Oooft, those arms. Since Ubisoft unveiled her I’m certain there’s been many men and women dreaming of those incredible, muscular arms. I am of course talking about Assassin’s Creed Odyssey’s female protagonist Kassandra. A mercenary in Ancient Greece, both she and her brother Alexios are in peak physical condition, each of them a lean, mean, killing machine. Yet it’s Kassandra’s body that fascinates me. And not just because I’d love to be wrapped in those big, strong…well. Ahem.
You see Kassandra is a little bit different for a leading woman in a video game. Compared with most heroines she’s an outright anomaly. She doesn’t wear makeup, her hair is in tangles and her body is riddled with scars. Lara Croft might have gone through the wars in her recent reboot trilogy but she came away with no more than a dainty little scratch on her cheek. Kassandra has scars everywhere, big ones over her collarbone, on her arms but also dozens of little ones, several on her face. Her body looks lived in. She looks like she lives the life the game claims she does.
See where even the baddest of badass women in gaming manage to maintain a strong feminine silhouette, Kassandra is, dare I say it, masculine.
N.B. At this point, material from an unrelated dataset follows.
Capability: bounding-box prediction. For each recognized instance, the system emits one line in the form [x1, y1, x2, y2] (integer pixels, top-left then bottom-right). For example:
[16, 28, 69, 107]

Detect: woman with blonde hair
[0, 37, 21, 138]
Those broad shoulders, lack of a pronounced chest, large hands and narrow hips…she’s not like most female game characters. Even the armour she wears is devoid of the usual “boob armour”. Instead Kassandra wears what the men do and wears it damn well. There’s a fantastic scene some way in where she must attend a symposium (aka a party) and can choose to wear a dress. In it, she looks firmly out of place and deeply uncomfortable. It reflects her life as an impoverished mercenary as much as anything but Kassandra also stands a good head taller than most of the women around her. Most of the men for that matter. She’s physically imposing in a way most video game women never get to be. For me, it was so affirming to see this tall, awkward woman at the forefront of a big budget title with the game itself seeming to acknowledge this facet of her physicality.